Are you heart-broken? Heart sick? What is the heart of the matter? Are you crushing on a heart-throb? Are you a sweetheart? What is heartwarming to you? Do you have a heart of stone? Who is disheartened? When did you last act in a heartless manner? Do you show your lion heart? With whom have you had a heart-to-heart? Do you have, in the words of Hank Williams, a cold, cold heart? Is yours a wild heart? A crazy heart? A chicken heart? A big heart? A soft heart? An open heart? A bold heart? A faint heart? A light heart? A heavy heart?
Recently, I have been thinking a lot about my heart and love. It has been safely hibernating for several years. My last serious relationship ended four years ago. My last foray into the world of love was a short, ill-fated journey a little over a year ago, one that I now breathe a huge sigh of relief over, knowing I escaped unscathed. A good friend recently told me of his breakup and how sad he is. Another friend is on the brink of an engagement. Two casual acquaintances, from my past lives of work and high school, recently celebrated an engagement and a marriage. Another friend in a twelve-year marriage is going through rough times with her husband, trying to hold her heart and everything together with duct tape and determination. As these hearts swirl around me, I feel my heart’s beats and consider my own heart’s adventures and wonder when I’ll be ready for the next. It’s easy to stay in hibernation, enjoying life, but not necessarily fully participating.
I have mentioned before that I am fast and loose with my crushes. Somehow, a crush is my heart’s default setting; I am fully feeling, but not fully reciprocating. I easily fall into a feeling that symbolizes love about as much as high fructose corn syrup is the same as honey.
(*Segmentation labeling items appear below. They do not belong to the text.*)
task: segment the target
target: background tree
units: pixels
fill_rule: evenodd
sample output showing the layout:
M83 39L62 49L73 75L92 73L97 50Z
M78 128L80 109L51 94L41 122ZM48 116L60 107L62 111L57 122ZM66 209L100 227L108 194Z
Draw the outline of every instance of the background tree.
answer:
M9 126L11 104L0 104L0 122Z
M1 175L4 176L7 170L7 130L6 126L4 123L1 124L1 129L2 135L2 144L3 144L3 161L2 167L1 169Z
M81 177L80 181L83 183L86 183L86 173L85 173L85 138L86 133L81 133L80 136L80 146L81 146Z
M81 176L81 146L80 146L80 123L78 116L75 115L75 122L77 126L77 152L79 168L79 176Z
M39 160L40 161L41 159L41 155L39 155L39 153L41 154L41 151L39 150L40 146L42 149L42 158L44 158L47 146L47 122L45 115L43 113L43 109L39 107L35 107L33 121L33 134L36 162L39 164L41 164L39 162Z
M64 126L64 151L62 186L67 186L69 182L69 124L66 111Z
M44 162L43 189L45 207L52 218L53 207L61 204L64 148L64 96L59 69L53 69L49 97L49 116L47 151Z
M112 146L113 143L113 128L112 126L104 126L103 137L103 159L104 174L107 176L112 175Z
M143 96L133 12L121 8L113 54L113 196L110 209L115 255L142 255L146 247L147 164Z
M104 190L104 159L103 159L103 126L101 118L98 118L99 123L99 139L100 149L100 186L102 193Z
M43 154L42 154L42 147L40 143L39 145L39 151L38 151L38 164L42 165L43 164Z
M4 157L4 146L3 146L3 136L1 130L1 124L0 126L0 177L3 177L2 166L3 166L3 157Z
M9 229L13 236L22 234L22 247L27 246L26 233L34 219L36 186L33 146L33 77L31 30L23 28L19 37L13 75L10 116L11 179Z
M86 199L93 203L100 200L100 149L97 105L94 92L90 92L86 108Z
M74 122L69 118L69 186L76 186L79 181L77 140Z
In other words, not so much. When I was young and inexperienced, my crushes helped me to learn how my heart worked as I pondered love from afar. Now, it seems to be an easy way to stay closed and guarded, without having to bare my soul. I am not sharing myself too deeply, nor am I enjoying the exchange of falling into and holding onto love.
Right now, I’m in the midst of a long-distance crush with an old friend who has no idea. It’s safe and easy, from my heart’s point of view. I admire the person from afar, participating in a friendship over the miles, while not being fully honest, not completely open-hearted, about my turn of feelings. I fear rejection and worry about the state of the friendship. I wonder why it seems easier to love someone thousands of miles away, instead of putting my heart back together and trying for love honestly and openly and locally. I worry about the mess and the hurt, but know that to feel completely and to live fully, the pain comes with the pitter-patter. The heart opens, the heart closes, but it’s always there.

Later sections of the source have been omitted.